I should feel privileged to live down the street from Boston’s Trinity Church, the striking stone edifice in Copley Square that the AIA still considers one of the ten most significant buildings in the United States. I pass it nearly every day, but somehow I had never bothered to explore it. Finally yesterday, on the occasion of the church’s 275th anniversary, I stepped inside for the first time.

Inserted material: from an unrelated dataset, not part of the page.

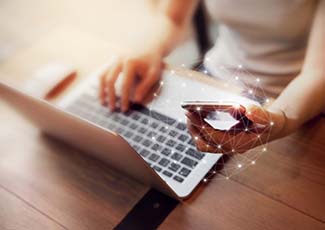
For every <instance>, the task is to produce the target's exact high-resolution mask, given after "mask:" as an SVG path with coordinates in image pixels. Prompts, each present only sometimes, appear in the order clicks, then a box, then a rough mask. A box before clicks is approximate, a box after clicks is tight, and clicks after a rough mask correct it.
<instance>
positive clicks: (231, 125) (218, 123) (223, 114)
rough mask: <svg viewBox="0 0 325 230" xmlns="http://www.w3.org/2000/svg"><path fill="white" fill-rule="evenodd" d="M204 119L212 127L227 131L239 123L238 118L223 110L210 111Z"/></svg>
mask: <svg viewBox="0 0 325 230" xmlns="http://www.w3.org/2000/svg"><path fill="white" fill-rule="evenodd" d="M204 121H205V122H206V123H208V124H209V125H210V126H211V127H212V128H214V129H217V130H221V131H227V130H229V129H231V128H232V127H234V126H235V125H237V124H239V120H236V119H235V118H234V117H233V116H232V115H231V114H229V113H227V112H223V111H213V112H210V113H208V115H207V116H206V117H205V118H204Z"/></svg>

An architect was on hand to explain some of the more unique features of the church’s design, like the 4500 fir piles on which the church’s foundation depends and the subterranean granite pyramids which spread the load from the four massive central columns. (Perhaps contrary to Biblical advice, it is built not on solid rock but landfill.) He also filled in some gaps in my knowledge of local history: Trinity’s late 19th century rector, Phillips Brooks, had already achieved some fame for his sermon at the funeral of Abraham Lincoln. But it was in Brooks’s rejection of 9 more established architects for the construction of the 1873 church building—awarding the commission instead to his little-known college buddy H. H. Richardson—that Brooks probably made his most lasting mark on society. Trinity Church propelled Richardson to fame, established a new genre of architecture, launched the careers of artists such as John La Farge, and left Boston with a world-class building.

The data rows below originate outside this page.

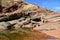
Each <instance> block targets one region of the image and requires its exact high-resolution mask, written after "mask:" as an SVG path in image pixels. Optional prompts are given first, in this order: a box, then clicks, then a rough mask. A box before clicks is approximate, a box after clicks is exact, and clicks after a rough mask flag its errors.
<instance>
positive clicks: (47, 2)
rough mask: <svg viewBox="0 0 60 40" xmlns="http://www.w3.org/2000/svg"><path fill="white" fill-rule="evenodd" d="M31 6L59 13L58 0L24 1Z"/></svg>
mask: <svg viewBox="0 0 60 40" xmlns="http://www.w3.org/2000/svg"><path fill="white" fill-rule="evenodd" d="M25 1H26V2H29V3H31V4H36V5H38V6H40V7H43V8H47V9H50V10H53V11H58V12H60V0H25Z"/></svg>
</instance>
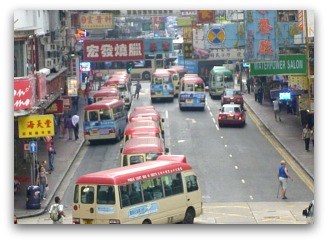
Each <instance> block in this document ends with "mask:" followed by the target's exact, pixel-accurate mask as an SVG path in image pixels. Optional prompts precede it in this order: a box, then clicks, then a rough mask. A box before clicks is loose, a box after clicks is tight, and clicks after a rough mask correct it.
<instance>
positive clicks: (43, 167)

Organist Michael Kleinschmidt demonstrated Trinity’s large pipe organ—actually two physically distinct organs played from the same console. He opened with “O Little Town of Bethlehem” (written, as it happens, by Phillips Brooks) then invited us to walk around while he played Danse Macabre, chosen for the wide variety of voices it demonstrates and the proximity to Halloween. I took some pictures, which, given the present backlog, you might expect to see in a few years.